This time of year is perfect for getting out and making the most of the British countryside and exploring local trails. With spring in full bloom there are several affiliated clubs up and down the country hosting races, celebrating their locality.
Organising the race
It is no mean feat organising events whether on a small or large scale, with logistics and organisation in the build-up playing a key role in the success of race day.
As a local parkrun director, Hiren from Pitsea Running Club was the perfect candidate to take on the club’s Event Coordinator role when it became available.
“I joined the club last May and became a committee member in January, so it has all happened pretty quick! As an event director at parkrun I have experience and knowledge on supporting events and have worked with the previous organiser, Nigel, on a couple of events last year. I worked with Nigel, fellow club member Paul and committee member Michael who all supported me in the build-up and on race day. It really was a team effort!”
Drumming up interest
The digital world of social media can be a great tool to spread the word about events and drum up excitement. After four years away, the club worried about a potential lack of interest.

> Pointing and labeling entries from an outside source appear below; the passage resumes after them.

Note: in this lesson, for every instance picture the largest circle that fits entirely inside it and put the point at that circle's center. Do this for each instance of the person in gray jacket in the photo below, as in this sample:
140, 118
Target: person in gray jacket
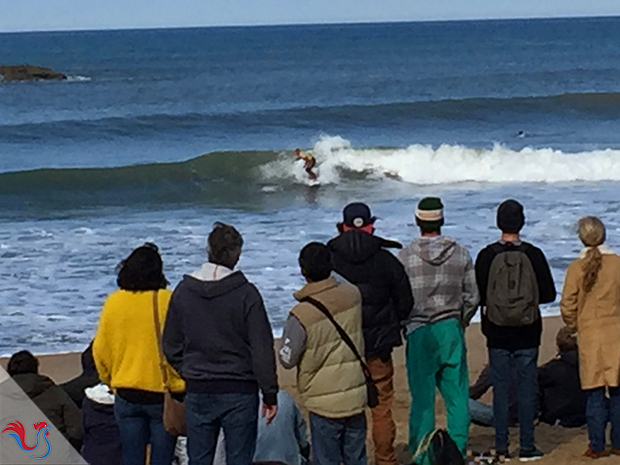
218, 338
445, 297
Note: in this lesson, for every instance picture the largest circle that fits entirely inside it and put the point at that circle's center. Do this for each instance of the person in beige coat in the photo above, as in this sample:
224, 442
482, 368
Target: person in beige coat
330, 379
591, 306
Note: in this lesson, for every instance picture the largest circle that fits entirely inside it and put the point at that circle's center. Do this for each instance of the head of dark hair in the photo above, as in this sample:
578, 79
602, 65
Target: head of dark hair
143, 270
429, 227
22, 362
315, 261
224, 245
566, 340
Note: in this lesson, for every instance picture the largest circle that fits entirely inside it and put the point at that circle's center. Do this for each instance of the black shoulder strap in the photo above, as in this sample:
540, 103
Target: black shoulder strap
343, 334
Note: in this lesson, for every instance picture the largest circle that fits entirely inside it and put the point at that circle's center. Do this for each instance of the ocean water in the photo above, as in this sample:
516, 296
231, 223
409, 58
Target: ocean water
159, 133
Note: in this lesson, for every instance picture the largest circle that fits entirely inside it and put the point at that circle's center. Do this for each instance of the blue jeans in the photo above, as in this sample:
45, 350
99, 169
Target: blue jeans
338, 441
598, 413
236, 414
481, 413
140, 425
525, 362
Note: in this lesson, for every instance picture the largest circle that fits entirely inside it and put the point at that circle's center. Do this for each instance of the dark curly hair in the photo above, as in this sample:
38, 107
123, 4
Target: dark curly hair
315, 261
21, 363
224, 245
143, 270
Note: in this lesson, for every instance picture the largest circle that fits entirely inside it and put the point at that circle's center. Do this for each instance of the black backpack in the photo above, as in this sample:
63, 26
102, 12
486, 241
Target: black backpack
512, 292
440, 448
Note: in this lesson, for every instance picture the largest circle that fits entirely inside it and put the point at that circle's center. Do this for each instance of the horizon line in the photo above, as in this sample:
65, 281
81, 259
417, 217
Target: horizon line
325, 23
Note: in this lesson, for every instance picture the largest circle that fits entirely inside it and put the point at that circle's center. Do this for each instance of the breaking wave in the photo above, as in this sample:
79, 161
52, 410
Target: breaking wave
227, 177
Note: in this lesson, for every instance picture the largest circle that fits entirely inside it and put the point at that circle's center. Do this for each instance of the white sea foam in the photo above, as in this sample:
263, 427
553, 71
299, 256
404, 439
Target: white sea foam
446, 164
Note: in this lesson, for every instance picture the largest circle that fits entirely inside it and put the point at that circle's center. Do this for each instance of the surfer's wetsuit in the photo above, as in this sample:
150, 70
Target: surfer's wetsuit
309, 163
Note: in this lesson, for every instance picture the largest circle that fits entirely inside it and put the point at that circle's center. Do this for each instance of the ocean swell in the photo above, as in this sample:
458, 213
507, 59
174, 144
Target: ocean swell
377, 114
229, 177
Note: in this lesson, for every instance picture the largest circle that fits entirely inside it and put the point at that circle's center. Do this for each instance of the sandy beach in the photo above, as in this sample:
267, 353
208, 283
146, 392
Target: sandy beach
561, 445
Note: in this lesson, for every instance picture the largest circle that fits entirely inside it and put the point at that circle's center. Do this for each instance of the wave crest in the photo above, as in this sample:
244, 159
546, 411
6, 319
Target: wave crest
425, 165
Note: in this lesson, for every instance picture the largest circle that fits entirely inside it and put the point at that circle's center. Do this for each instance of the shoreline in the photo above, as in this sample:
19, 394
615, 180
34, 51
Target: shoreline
560, 445
61, 366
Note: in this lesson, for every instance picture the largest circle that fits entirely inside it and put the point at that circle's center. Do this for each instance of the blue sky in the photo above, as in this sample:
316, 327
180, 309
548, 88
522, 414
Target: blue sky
19, 15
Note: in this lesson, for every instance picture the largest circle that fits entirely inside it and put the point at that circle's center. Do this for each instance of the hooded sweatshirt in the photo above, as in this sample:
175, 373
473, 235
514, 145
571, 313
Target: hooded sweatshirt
362, 259
442, 279
218, 337
55, 404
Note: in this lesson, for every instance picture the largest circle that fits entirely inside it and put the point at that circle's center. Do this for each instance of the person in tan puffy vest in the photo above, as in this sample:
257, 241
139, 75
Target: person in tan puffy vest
330, 378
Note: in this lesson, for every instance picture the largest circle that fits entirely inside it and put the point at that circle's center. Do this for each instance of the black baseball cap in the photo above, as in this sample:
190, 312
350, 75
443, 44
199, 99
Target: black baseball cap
357, 215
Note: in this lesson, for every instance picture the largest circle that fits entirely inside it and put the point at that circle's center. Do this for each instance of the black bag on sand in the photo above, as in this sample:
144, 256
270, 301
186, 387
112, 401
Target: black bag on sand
371, 388
440, 448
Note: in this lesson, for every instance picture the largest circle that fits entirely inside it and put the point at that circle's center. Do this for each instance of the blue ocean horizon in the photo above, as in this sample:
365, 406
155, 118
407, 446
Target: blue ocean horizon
158, 133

“The Bluebell 5 used to be managed by another local club, Castle Point Joggers, before they handed over the organisation to us in 2017. Due to the pandemic, the last race was in 2019 so we were initially thinking we would target around 200 runners. In the end we managed to sell out of our online entries and had just over 300 people taking part on the day.
“We used social media to attract local runners and worked with local running clubs and parkruns in the area to promote the event. We have a dedicated Bluebell 5 Facebook page however this has been dormant for some years. After posting for the first time to say entries had opened, we had an incredible 100 people sign up in 2 days!
A big thank you goes out to Pip who manages our social media channels, she was instrumental in marketing the event online and helped us to achieve such fantastic numbers on race day.”
The success on race day
After months of planning and working alongside the local Essex Wildlife Trust on the route, it was finally time to race!
“Everyone loves running on the trails and it can be challenging in the winter so as soon as the weather gets better it’s great to enable people to explore. The route heads through one section of the woods covered with bluebells which is where the race gets its name. We try and pick a date at the start of the year when we estimate the bluebells will be there and we have been pretty lucky with it!”
From parkruns to local races, these events would not be possible without the vital contribution of volunteers.
“Our club has around 140 runners and they’re fantastic. We don’t often have too much trouble with recruiting volunteers. We had quite a lot of people who volunteered before or after the race and still managed to take part. We also had support from our neighbouring club, Phoenix Striders in Basildon. Members from both clubs made or donated cakes to sell before and after the event which were very popular with runners.”
It wasn’t only the individual volunteers who made the race a fantastic success, it was also the support of local organisations.
“The local sports centre helped us by providing free parking and gave us a room to use to hand out numbers and host our cake sale. We also had St John’s Ambulance providing first aid for free which was amazing to have a dedicated medical team.”
Giving back to local charities
What makes this event incredible isn’t just the fantastic turn out and attracting athletes from the local area and beyond, it’s also about how they give back to the local charity, Essex Wildlife Trust.
“The event has been historically partnered with the Essex Wildlife Trust since it began. This year with entries we have been able to raise £3500 for charity to put back into the local area. As part of the partnership, the Trust provide us with wooden bowls to give to the race and veteran winners. These are made of wood from the local forest which really ties into the race location.”